Question

Which of the following reactions are disproportionation reactions?
\(\text{(A) } \text{Cu}^+ \rightarrow \text{Cu}^{2+} + \text{Cu}\)
\(\text{(B) } 3\text{MnO}_4^{2-} + 4\text{H}^+ \rightarrow 2\text{MnO}_4^- + \text{MnO}_2 + 2\text{H}_2\text{O}\)
\(\text{(C) } 2\text{KMnO}_4 \rightarrow \text{K}_2\text{MnO}_4 + \text{MnO}_2 + \text{O}_2\)
\(\text{(D) } 2\text{MnO}_4^- + 3\text{Mn}^{2+} + 2\text{H}_2\text{O} \rightarrow 5\text{MnO}_2 + 4\text{H}^+\)
Choose the correct answer from the options given below.

• A. (A), (B)
• B. (B), (C), (D)
• C. (A), (B), (C)
• D. (A), (D)

Answer 1

The Correct Option is A

The problem asks to identify which of the given chemical reactions are disproportionation reactions.
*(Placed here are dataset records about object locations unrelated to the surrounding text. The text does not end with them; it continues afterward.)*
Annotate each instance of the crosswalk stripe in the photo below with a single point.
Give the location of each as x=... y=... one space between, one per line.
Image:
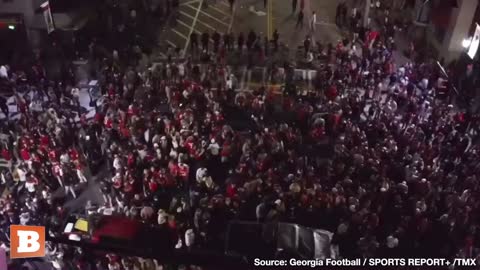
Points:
x=178 y=33
x=221 y=11
x=190 y=2
x=208 y=15
x=225 y=4
x=171 y=43
x=206 y=24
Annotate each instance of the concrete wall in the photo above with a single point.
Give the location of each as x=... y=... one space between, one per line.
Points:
x=27 y=8
x=459 y=28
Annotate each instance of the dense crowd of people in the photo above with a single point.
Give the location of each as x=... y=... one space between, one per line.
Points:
x=374 y=153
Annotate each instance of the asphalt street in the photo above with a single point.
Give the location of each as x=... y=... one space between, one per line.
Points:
x=216 y=15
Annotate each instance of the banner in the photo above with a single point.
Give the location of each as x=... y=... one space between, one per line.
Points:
x=47 y=14
x=472 y=50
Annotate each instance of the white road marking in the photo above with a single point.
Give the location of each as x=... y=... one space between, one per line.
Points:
x=191 y=28
x=225 y=4
x=208 y=15
x=189 y=2
x=171 y=43
x=180 y=34
x=186 y=14
x=188 y=26
x=211 y=27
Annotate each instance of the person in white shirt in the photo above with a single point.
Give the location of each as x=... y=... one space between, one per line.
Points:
x=313 y=22
x=201 y=172
x=214 y=148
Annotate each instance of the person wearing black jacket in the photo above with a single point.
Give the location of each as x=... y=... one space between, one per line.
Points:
x=299 y=20
x=205 y=40
x=251 y=39
x=216 y=41
x=194 y=42
x=227 y=41
x=240 y=41
x=276 y=37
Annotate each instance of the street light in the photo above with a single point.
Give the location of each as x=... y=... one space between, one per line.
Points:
x=466 y=42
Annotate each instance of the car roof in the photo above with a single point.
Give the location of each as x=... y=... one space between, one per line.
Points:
x=117 y=227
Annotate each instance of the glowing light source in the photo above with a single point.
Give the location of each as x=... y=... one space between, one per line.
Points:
x=466 y=42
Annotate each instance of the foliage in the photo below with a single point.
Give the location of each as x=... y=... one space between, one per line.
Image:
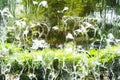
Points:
x=85 y=64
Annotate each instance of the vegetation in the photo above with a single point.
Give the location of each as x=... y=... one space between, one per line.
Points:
x=59 y=39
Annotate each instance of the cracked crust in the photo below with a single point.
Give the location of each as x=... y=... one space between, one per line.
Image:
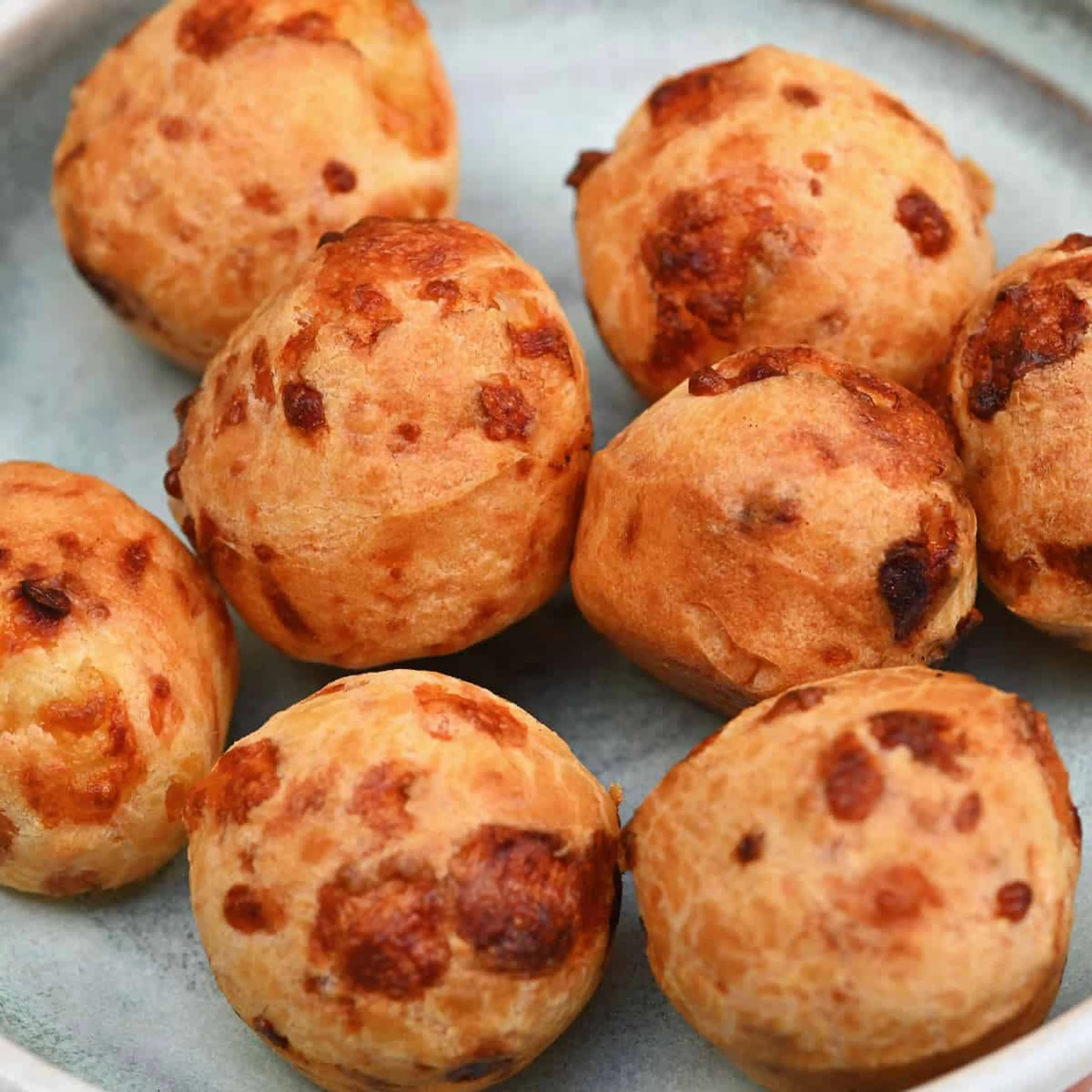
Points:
x=777 y=519
x=429 y=378
x=209 y=151
x=1016 y=389
x=744 y=206
x=888 y=930
x=404 y=882
x=118 y=671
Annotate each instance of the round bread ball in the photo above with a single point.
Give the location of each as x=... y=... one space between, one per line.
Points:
x=209 y=151
x=863 y=884
x=404 y=882
x=1019 y=385
x=118 y=671
x=777 y=200
x=387 y=459
x=778 y=518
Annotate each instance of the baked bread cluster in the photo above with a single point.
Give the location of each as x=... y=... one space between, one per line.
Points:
x=778 y=200
x=864 y=883
x=387 y=459
x=404 y=882
x=208 y=152
x=777 y=519
x=118 y=671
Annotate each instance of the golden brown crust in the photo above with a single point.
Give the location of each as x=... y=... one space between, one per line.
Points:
x=427 y=377
x=392 y=890
x=210 y=150
x=777 y=519
x=743 y=207
x=118 y=671
x=1016 y=389
x=875 y=946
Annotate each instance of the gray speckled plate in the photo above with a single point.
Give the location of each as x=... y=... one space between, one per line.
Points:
x=115 y=988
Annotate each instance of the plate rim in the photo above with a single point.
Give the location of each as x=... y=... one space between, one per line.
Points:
x=1051 y=1053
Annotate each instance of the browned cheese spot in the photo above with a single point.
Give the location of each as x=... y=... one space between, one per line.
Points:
x=253 y=910
x=900 y=894
x=797 y=702
x=1014 y=900
x=925 y=222
x=158 y=703
x=711 y=382
x=8 y=835
x=380 y=798
x=969 y=813
x=135 y=560
x=587 y=162
x=485 y=715
x=211 y=28
x=750 y=848
x=1031 y=326
x=384 y=934
x=339 y=177
x=245 y=778
x=74 y=883
x=303 y=407
x=915 y=570
x=928 y=737
x=174 y=128
x=710 y=255
x=1075 y=242
x=309 y=26
x=269 y=1032
x=852 y=779
x=103 y=762
x=262 y=197
x=44 y=602
x=264 y=376
x=524 y=901
x=801 y=96
x=507 y=413
x=547 y=339
x=692 y=98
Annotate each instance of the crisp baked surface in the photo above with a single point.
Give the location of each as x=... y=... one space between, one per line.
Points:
x=404 y=880
x=388 y=458
x=777 y=519
x=1018 y=390
x=774 y=200
x=209 y=151
x=862 y=883
x=118 y=671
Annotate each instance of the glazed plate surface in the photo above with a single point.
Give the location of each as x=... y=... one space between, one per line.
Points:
x=114 y=990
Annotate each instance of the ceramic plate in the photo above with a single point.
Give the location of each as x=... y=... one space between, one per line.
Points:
x=114 y=989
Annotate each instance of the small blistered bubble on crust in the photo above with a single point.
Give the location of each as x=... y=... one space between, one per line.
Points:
x=427 y=378
x=727 y=218
x=374 y=855
x=813 y=934
x=118 y=689
x=766 y=461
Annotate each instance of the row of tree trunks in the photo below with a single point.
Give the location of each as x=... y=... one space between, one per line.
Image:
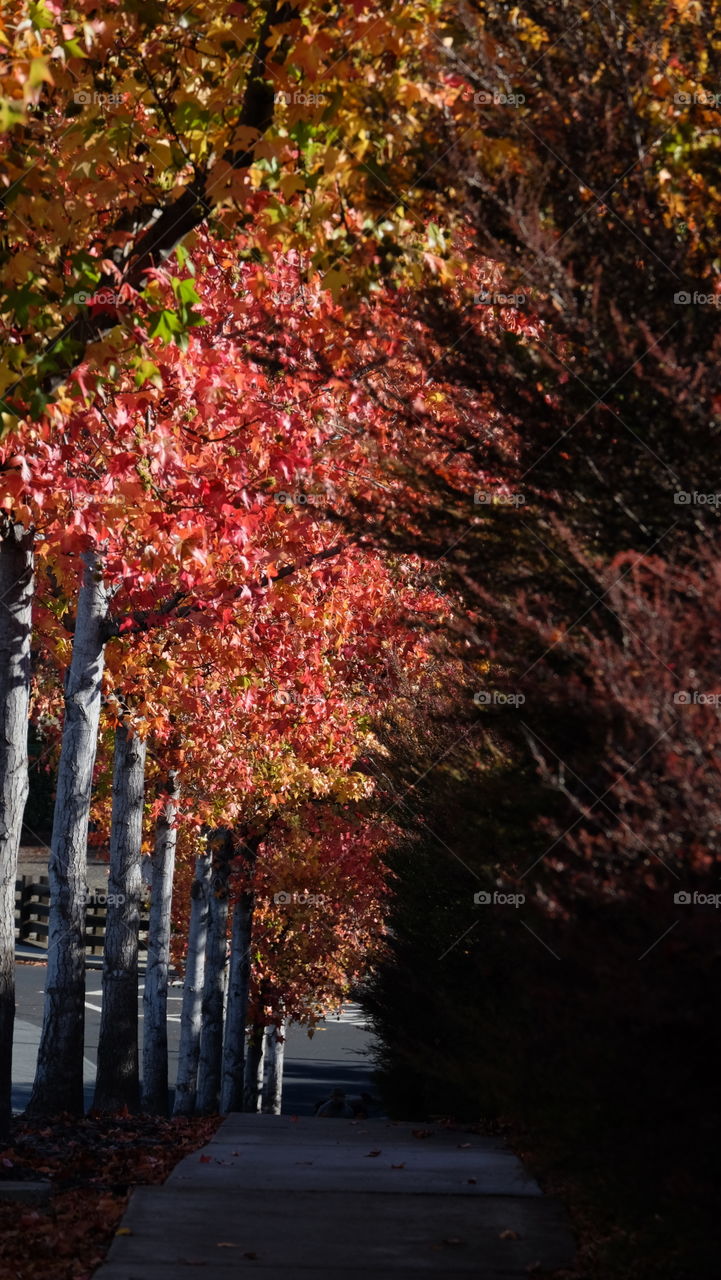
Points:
x=274 y=1048
x=16 y=621
x=213 y=1070
x=191 y=1013
x=210 y=1066
x=118 y=1075
x=59 y=1075
x=156 y=974
x=236 y=1015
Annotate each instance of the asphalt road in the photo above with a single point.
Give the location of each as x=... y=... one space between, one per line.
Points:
x=336 y=1056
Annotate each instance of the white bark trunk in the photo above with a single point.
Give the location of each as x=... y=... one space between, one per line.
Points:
x=192 y=991
x=16 y=620
x=59 y=1074
x=254 y=1069
x=273 y=1054
x=155 y=993
x=236 y=1014
x=210 y=1066
x=117 y=1083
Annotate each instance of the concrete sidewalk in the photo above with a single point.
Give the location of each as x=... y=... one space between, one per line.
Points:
x=336 y=1200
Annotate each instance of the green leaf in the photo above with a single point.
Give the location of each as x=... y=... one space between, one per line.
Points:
x=40 y=17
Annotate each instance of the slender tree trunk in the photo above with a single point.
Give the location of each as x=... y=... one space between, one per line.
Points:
x=210 y=1068
x=192 y=991
x=155 y=993
x=254 y=1069
x=117 y=1083
x=273 y=1055
x=16 y=618
x=236 y=1014
x=59 y=1075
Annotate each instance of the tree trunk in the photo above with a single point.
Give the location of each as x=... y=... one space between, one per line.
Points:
x=59 y=1074
x=117 y=1084
x=16 y=620
x=192 y=991
x=273 y=1055
x=155 y=993
x=236 y=1014
x=254 y=1069
x=210 y=1069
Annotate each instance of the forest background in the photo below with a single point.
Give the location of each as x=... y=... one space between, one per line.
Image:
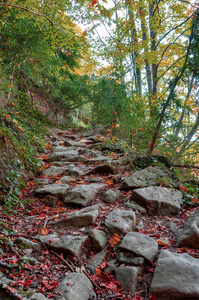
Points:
x=53 y=72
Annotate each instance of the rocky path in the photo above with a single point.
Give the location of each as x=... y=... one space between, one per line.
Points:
x=97 y=230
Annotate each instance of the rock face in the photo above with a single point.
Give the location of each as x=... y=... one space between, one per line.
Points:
x=83 y=194
x=83 y=217
x=127 y=276
x=120 y=221
x=158 y=200
x=147 y=177
x=188 y=236
x=176 y=277
x=57 y=190
x=76 y=286
x=111 y=196
x=70 y=244
x=140 y=245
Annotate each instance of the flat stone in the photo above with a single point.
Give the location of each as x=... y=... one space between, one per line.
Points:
x=27 y=244
x=175 y=277
x=133 y=205
x=76 y=286
x=83 y=217
x=188 y=236
x=53 y=170
x=41 y=181
x=127 y=276
x=79 y=171
x=130 y=259
x=96 y=261
x=111 y=196
x=38 y=296
x=158 y=200
x=65 y=179
x=83 y=194
x=70 y=244
x=98 y=239
x=69 y=155
x=120 y=221
x=57 y=190
x=147 y=177
x=140 y=245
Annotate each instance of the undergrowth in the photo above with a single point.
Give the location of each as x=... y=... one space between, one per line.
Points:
x=21 y=139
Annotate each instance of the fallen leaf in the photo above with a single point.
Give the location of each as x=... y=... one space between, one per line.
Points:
x=43 y=231
x=114 y=240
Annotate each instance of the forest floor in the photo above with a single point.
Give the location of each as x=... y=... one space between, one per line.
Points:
x=52 y=266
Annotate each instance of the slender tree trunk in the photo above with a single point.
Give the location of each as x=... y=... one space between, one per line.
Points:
x=145 y=38
x=179 y=126
x=153 y=46
x=11 y=78
x=189 y=136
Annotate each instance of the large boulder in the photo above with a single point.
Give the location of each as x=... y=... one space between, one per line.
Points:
x=83 y=194
x=158 y=200
x=188 y=236
x=176 y=277
x=57 y=190
x=76 y=286
x=120 y=221
x=70 y=244
x=83 y=217
x=141 y=245
x=147 y=177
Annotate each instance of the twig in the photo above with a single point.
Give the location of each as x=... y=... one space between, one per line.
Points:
x=10 y=291
x=68 y=265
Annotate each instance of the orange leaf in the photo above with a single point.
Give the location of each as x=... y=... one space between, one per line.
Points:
x=43 y=231
x=114 y=240
x=110 y=182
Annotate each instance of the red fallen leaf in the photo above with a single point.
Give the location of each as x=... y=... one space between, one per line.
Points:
x=69 y=284
x=104 y=265
x=26 y=283
x=114 y=240
x=43 y=231
x=152 y=297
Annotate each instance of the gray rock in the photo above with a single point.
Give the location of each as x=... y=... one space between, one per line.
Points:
x=127 y=276
x=53 y=170
x=79 y=171
x=51 y=201
x=133 y=205
x=65 y=179
x=188 y=236
x=111 y=196
x=96 y=261
x=70 y=244
x=70 y=143
x=130 y=259
x=176 y=277
x=38 y=296
x=57 y=190
x=41 y=181
x=147 y=177
x=158 y=200
x=76 y=286
x=98 y=239
x=83 y=194
x=140 y=245
x=120 y=221
x=84 y=217
x=27 y=244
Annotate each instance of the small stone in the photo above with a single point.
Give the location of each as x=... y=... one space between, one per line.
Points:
x=140 y=245
x=120 y=221
x=111 y=196
x=127 y=276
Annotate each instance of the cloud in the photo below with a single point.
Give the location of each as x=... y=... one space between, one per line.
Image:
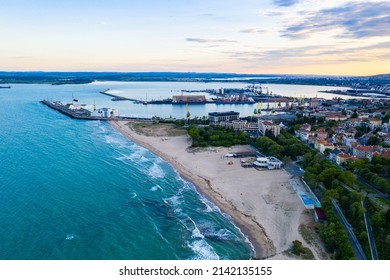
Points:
x=201 y=40
x=253 y=30
x=285 y=3
x=356 y=20
x=313 y=53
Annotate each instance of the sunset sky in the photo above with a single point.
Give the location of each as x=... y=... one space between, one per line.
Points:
x=241 y=36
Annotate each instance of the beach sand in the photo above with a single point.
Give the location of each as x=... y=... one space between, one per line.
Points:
x=262 y=203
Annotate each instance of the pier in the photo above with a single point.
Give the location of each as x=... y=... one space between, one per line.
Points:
x=81 y=114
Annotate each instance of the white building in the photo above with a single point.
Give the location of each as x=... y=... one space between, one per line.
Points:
x=268 y=125
x=268 y=162
x=105 y=113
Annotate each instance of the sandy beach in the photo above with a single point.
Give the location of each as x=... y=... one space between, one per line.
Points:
x=261 y=202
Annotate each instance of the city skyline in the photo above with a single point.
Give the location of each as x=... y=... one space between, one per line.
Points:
x=279 y=36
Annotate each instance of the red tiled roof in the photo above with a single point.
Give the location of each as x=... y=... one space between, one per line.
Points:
x=343 y=155
x=386 y=153
x=365 y=148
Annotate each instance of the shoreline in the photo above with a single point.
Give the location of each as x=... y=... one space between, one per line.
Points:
x=269 y=219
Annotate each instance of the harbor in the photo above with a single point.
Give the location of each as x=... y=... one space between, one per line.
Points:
x=234 y=96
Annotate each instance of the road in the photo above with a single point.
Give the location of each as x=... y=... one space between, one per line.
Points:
x=356 y=247
x=377 y=192
x=371 y=240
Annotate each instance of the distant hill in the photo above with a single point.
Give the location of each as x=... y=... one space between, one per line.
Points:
x=57 y=78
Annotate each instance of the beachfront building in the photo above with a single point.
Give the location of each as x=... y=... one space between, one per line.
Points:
x=342 y=157
x=268 y=125
x=268 y=162
x=240 y=125
x=183 y=99
x=217 y=117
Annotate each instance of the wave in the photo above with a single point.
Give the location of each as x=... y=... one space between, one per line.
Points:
x=155 y=171
x=202 y=250
x=155 y=188
x=69 y=237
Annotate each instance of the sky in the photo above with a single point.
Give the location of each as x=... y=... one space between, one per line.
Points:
x=322 y=37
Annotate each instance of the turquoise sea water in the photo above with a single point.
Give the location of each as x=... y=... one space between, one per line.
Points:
x=72 y=189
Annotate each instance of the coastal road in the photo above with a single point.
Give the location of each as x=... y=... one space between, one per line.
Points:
x=356 y=247
x=371 y=240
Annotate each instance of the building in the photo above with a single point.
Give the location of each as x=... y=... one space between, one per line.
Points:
x=324 y=146
x=183 y=99
x=216 y=117
x=268 y=162
x=342 y=157
x=375 y=122
x=268 y=125
x=321 y=133
x=236 y=124
x=361 y=151
x=314 y=103
x=105 y=113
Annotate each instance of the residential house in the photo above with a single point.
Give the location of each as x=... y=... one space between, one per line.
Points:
x=268 y=125
x=343 y=157
x=361 y=151
x=321 y=133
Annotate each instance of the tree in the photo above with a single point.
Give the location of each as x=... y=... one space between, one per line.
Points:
x=355 y=114
x=348 y=178
x=328 y=175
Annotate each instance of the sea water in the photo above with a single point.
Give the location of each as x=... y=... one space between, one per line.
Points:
x=73 y=189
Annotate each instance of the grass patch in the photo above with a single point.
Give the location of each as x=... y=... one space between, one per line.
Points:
x=301 y=251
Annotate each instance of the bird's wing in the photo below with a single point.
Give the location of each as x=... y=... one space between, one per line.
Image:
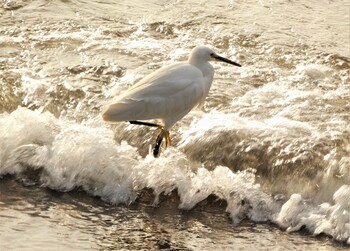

A disproportionation reaction is a specific type of redox reaction where a single element from a single reactant is simultaneously oxidized and reduced, forming at least two different products containing that element in different oxidation states.

Concept Used:

To identify a disproportionation reaction, we must perform the following checks for each reaction:

1. Identify an element in a reactant that appears in multiple products.
2. Determine the oxidation state of this element in the reactant and in each of the products.
3. Verify if the oxidation state of the element in the reactant is intermediate to its oxidation states in the products.
4. Confirm that the element is both oxidized (its oxidation state increases) and reduced (its oxidation state decreases) in the reaction.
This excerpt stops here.